F. H. Bradley (1846 – 1924)
British idealist philosopher.
True penitence condemns to silence. What a man is ready to recall he would be willing to repeat.
I will begin with the self-styled "Christian" party, who profess to base their morality on the New Testament. But whether it is really more Christian to follow or to ignore the teachings of the Gospels I shall not discuss.
“Adam knew Eve his wife and she conceived.” It is a pity that this is still the only knowledge of their wives at which some men seem to arrive.
The deadliest foe to virtue would be complete self-knowledge.
Metaphysics is the finding of bad reasons for what we believe upon instinct; but to find these reasons is no less an instinct.
Our live experiences, fixed in aphorisms, stiffen into cold epigrams. Our heart’s blood, as we write it, turns to mere dull ink.
The man whose nature is such that by one path alone his chief desire will reach consummation will try to find it on that path, whatever it may be, and whatever the world thinks of it; and if he does not, he is contemptible.
The secret of happiness is to admire without desiring. And that is not happiness.
We say that a girl with her doll anticipates the mother. It is more true, perhaps, that most mothers are still but children with playthings.

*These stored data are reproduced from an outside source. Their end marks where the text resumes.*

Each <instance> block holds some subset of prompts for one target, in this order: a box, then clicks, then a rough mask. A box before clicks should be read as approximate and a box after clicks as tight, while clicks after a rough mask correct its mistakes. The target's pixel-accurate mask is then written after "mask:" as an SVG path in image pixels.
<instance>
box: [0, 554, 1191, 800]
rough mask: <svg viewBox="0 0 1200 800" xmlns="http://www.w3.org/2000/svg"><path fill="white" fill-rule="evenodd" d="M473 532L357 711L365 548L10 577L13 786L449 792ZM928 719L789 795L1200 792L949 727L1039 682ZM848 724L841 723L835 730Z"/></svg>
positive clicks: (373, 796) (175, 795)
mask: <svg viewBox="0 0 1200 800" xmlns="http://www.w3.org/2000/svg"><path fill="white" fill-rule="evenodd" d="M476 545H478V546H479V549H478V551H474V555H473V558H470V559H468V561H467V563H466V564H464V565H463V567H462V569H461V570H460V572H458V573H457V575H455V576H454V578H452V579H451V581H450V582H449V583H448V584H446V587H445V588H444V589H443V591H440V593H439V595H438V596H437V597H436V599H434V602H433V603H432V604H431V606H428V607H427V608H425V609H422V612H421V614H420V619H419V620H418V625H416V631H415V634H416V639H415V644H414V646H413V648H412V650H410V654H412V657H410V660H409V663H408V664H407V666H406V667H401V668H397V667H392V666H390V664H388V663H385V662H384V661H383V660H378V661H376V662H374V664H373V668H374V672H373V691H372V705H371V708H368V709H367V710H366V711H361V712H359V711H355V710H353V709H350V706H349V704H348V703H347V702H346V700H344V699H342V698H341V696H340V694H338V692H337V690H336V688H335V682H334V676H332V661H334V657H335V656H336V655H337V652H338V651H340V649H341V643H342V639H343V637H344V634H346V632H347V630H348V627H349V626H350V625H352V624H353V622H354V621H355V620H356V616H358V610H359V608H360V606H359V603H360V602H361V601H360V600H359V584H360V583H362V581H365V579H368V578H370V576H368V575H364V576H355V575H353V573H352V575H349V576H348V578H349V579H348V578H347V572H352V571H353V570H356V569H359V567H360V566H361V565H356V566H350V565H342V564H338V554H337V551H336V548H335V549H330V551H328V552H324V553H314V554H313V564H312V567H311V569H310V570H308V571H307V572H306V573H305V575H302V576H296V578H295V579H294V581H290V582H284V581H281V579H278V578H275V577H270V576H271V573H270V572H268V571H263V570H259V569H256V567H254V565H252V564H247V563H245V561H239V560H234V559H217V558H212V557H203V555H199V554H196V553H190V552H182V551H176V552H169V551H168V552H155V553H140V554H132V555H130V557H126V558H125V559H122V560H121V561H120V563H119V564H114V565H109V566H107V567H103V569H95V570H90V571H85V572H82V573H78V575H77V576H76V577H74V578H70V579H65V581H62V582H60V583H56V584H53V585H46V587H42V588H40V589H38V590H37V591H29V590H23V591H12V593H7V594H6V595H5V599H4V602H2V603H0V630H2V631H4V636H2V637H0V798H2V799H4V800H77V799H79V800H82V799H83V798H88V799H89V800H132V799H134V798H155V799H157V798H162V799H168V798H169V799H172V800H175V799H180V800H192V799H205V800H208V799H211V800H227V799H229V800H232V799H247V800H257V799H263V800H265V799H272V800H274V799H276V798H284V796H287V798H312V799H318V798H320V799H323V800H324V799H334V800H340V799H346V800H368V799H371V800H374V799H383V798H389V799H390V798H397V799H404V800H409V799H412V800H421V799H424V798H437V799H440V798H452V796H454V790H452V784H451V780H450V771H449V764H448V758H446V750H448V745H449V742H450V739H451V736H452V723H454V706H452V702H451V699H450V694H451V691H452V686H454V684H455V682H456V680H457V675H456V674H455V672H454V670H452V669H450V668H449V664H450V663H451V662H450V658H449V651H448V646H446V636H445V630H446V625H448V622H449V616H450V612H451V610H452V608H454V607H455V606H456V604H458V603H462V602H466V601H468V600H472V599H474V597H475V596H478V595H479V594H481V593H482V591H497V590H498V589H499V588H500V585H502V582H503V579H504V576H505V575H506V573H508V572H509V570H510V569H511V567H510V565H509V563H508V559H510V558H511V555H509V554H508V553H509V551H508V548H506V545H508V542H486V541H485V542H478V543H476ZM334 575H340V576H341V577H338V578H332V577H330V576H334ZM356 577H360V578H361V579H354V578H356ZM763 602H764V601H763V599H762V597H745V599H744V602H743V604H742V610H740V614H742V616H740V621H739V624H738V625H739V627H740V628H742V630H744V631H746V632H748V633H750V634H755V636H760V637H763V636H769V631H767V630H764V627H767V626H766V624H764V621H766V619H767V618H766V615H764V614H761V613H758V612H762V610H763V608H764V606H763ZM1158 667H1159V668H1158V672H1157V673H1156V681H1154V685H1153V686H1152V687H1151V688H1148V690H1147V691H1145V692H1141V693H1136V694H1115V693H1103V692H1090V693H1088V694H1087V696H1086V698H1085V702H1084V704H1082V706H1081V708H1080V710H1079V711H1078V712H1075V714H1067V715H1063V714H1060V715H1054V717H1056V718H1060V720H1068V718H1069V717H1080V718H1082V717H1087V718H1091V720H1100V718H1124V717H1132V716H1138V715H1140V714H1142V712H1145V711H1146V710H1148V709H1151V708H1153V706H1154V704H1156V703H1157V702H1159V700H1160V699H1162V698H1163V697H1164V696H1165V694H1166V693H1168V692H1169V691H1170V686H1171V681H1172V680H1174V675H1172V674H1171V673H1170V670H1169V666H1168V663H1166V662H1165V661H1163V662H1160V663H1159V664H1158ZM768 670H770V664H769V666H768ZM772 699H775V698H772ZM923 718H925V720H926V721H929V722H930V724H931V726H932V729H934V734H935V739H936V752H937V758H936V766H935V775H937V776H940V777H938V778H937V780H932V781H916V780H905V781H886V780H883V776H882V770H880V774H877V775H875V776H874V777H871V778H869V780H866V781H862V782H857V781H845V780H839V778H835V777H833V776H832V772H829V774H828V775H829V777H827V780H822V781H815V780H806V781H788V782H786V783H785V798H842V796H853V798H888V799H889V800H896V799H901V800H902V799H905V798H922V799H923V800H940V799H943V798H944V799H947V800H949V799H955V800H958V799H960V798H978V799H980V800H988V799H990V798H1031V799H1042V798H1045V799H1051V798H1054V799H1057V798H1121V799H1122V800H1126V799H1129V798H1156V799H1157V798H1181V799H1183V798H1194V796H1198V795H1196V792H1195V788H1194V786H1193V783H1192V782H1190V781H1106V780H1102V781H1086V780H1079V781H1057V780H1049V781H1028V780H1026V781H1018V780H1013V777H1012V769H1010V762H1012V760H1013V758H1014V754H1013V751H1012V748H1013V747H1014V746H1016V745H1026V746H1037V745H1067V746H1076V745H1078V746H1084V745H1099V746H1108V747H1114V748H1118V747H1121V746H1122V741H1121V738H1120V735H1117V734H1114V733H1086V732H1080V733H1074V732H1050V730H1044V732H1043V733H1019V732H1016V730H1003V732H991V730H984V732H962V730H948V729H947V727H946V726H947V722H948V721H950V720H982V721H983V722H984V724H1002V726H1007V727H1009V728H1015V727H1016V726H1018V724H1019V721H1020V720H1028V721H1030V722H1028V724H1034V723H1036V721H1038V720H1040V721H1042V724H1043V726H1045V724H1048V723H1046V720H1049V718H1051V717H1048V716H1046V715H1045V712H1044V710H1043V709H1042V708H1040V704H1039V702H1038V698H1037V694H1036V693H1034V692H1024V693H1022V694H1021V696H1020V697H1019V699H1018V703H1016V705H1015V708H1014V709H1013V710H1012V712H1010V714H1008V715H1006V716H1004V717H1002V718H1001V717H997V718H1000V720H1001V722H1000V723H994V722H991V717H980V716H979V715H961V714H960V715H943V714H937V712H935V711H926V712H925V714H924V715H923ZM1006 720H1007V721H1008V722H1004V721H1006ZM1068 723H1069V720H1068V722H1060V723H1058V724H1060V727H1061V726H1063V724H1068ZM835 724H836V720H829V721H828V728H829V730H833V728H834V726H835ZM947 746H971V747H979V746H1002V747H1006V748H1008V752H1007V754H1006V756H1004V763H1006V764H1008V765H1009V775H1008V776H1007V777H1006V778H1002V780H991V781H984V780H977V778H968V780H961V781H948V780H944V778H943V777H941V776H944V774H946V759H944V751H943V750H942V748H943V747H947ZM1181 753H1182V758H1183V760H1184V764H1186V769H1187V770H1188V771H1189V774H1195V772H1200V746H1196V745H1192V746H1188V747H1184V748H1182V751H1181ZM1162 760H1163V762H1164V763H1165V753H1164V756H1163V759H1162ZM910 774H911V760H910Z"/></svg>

The man who has ceased to fear has ceased to care.
The mood in which my book was conceived and executed, was in fact to some extent a passing one.
The force of the blow depends on the resistance. It is sometimes better not to struggle against temptation. Either fly or yield at once.
One said of suicide, “As long as one has brains one should not blow them out.” And another answered, “But when one has ceased to have them, too often one cannot.”
Of Optimism I have said that "The world is the best of all possible worlds, and everything in it is a necessary evil."
The one self-knowledge worth having is to know one’s own mind.
Another occupation might have been better.
There are those who so dislike the nude that they find something indecent in the naked truth.
Eclecticism. Every truth is so true that any truth must be false.
It is by a wise economy of nature that those who suffer without change, and whom no one can help, become uninteresting. Yet so it may happen that those who need sympathy the most often attract it the least.
It is good to know what a man is, and also what the world takes him for. But you do not understand him until you have learnt how he understands himself.